Rebensaft - der Radio Munot Krimi von Hans Rudolf Graf
Fragen
Welche Art von Fragen soll ich stellen?
Dies war eine der wichtigsten Fragen, welche sich mir stellte, als ich mich mit dem Konzept des Fortsetzungskrimis beschäftigte. Denn dies ist u.a. ausschlaggebend für die Glaubwürdigkeit des Konzeptes. Wenn die Hörer von Radio Munot - und all die anderen, die beim Krimi mitwirken - das Gefühl bekommen, der Autor frage zwar, wie es weitergehen soll, mache dann aber doch, was er wolle, dann ist das schlecht. Aus diesem Grund bin ich schnell davon abgekommen, offene Frage zu stellen wie:
"Womit wurde das Opfer getötet?"
Dann kommen hundertzwölf Vorschläge und ich kann wählen was mir passt - so muss es zumindest gegen aussen erscheinen, nicht wahr? Ein total willkürlicher Entscheid. Deshalb war der Entschluss schnell gefasst, jeweils eine Frage mit drei möglichen Antworten zur Auswahl zu stellen. So kann es auch zu einem eigentlichen Abstimmungsresultat mit einem heissen Abstimmungskampf kommen. Dennoch kann natürlich der Verdacht aufkommen, dass meine Fragen davon geleitet werden, die Geschichte in eine bestimmte Richtung zu entwickeln. Das kann ich nicht ganz ausschliessen. Das kann in bestimmten Fällen daran liegen, dass ich als Autor vielleicht eher die Chancen einer Geschichte sehe, als die Hörer. Bilde ich mir zumindest ein ... beweist mir das Gegenteil !!! (siehe unten). Oder wenn es wichtig ist, einen bestimmten Aspekt der Geschichte zu entscheiden. Aber am liebsten sind mir sicher möglichst offene Fragen, wie zum Beispiel die zu Folge 4.
Damit die Kreativität der Hörer und Leser aber auch zu ihrem Recht kommt, habe ich die Möglichkeit der "Sachdienlichen Hinweise" eingeführt. Wenn also jemand eine Idee hat, wie die Geschichte weiter gehen könnte, oder welche neuen Indizien auftauchen könnten, oder wenn jemand eine bessere Idee für die Geschichte gehabt hätte als ich (siehe oben), dann können diese Dinge auch deponiert werden. Ob ich darauf dann eingehe, hängt von der Geschichte selbst, aber auch etwas (zugegeben) von meiner "Willkür" ab ...
Ist mit den Fragen zu den einzelnen Folgen die ganze Geschichte schon bestimmt?
Das wäre ideal. Aber besonders am Anfang der Geschichte ist das nicht möglich. Als Autor muss ich die Geschichte zunächst einmal in ein Umfeld stellen, den Rahmen und die Hauptpersonen einführen. Weil die einzelnen Folgen des Krimis relativ kurz sind, ist das nicht in einer einzigen Folge möglich. Ich brauche mehr Zeit dafür. Damit ein Krimi spannend wird, braucht er ein gewisses "Mindestpersonal". Es sollen ja zum Beispiel mehrere Personen als Täter in Frage kommen. Und die müssen dem Publikum zuerst vorgeführt und in das Umfeld der Geschichte hinein gestellt werden.
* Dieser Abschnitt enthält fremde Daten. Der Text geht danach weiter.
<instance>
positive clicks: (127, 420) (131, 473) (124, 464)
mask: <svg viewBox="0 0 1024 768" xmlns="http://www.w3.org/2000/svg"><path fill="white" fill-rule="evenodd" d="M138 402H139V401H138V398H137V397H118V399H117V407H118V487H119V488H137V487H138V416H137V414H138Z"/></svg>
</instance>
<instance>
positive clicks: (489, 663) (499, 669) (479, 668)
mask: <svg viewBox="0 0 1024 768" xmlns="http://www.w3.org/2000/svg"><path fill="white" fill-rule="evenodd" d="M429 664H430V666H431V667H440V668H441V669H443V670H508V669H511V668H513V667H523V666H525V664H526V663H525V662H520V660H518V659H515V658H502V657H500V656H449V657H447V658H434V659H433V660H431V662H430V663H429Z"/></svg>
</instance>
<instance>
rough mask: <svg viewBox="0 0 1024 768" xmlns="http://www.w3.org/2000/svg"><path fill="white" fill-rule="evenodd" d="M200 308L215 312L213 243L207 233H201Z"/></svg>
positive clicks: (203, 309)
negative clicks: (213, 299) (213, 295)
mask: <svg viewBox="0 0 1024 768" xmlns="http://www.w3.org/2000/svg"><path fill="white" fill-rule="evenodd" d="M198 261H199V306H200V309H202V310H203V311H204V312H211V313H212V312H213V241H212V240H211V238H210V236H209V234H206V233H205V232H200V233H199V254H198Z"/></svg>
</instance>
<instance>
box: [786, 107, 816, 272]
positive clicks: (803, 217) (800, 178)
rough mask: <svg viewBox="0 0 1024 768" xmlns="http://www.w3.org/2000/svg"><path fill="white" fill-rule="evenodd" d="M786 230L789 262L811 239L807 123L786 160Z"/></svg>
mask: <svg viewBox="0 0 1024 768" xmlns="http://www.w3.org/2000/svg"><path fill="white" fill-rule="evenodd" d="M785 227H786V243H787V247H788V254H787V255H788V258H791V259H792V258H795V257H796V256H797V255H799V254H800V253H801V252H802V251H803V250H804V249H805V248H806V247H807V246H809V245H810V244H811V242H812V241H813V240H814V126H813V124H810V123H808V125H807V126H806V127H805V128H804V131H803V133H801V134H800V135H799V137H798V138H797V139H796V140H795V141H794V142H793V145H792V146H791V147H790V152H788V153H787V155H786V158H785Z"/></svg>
Es müssen Verdachstmomente eingebaut werden, es muss mit möglichst realistischen Ermittlungsmethoden gearbeitet werden und und und ... das alles braucht Platz.
Eine Geschichte hat meist mehrere Handlungsstränge. In "Rebensaft" sind dies zum Beispiel der Handlungsstrang run dum das was Tanner erlebt. Dazu kommt der Ermittlungsstrang der Schaffhauser Polizei. Der verläuft naturgemäss eher im Hintergrund, denn die Geschichte wird aus der Sicht Tanners erzählt. Es kommen weitere Stränge hinzu, z.B. Hugo Schwaningers Aktivitäten. Zu allen Handlungssträngen könnten pro Folge Fragen gestellt werden. Ich kann aber immer nur eine effektiv bringen und muss die nicht betroffenen Handlungsstränge nach eigenem Gutdünken weiter entwickeln.
Das ist aber auch gut so. Die Hörer bestimmern über einen Aspekt der Geschichte, können aber dennoch gespannt sein, was noch neues dazu kommen wird in der nächsten Folge.
Am Ende ist aber eines wichtig:
Die Endverantwortung für die Geschichte habe ich, der Autor. Unter anderem bin ich verantwortlich, dass sie nach 14 Folgen zu einem überzeugenden, fulminanten, unerwarteten (was auch immer ... ) Ende kommt. Einen Teil der Verantwortung kann ich abgeben an die Mitmachenden, aber dennoch: Es ist immer noch meine Geschichte, gäll?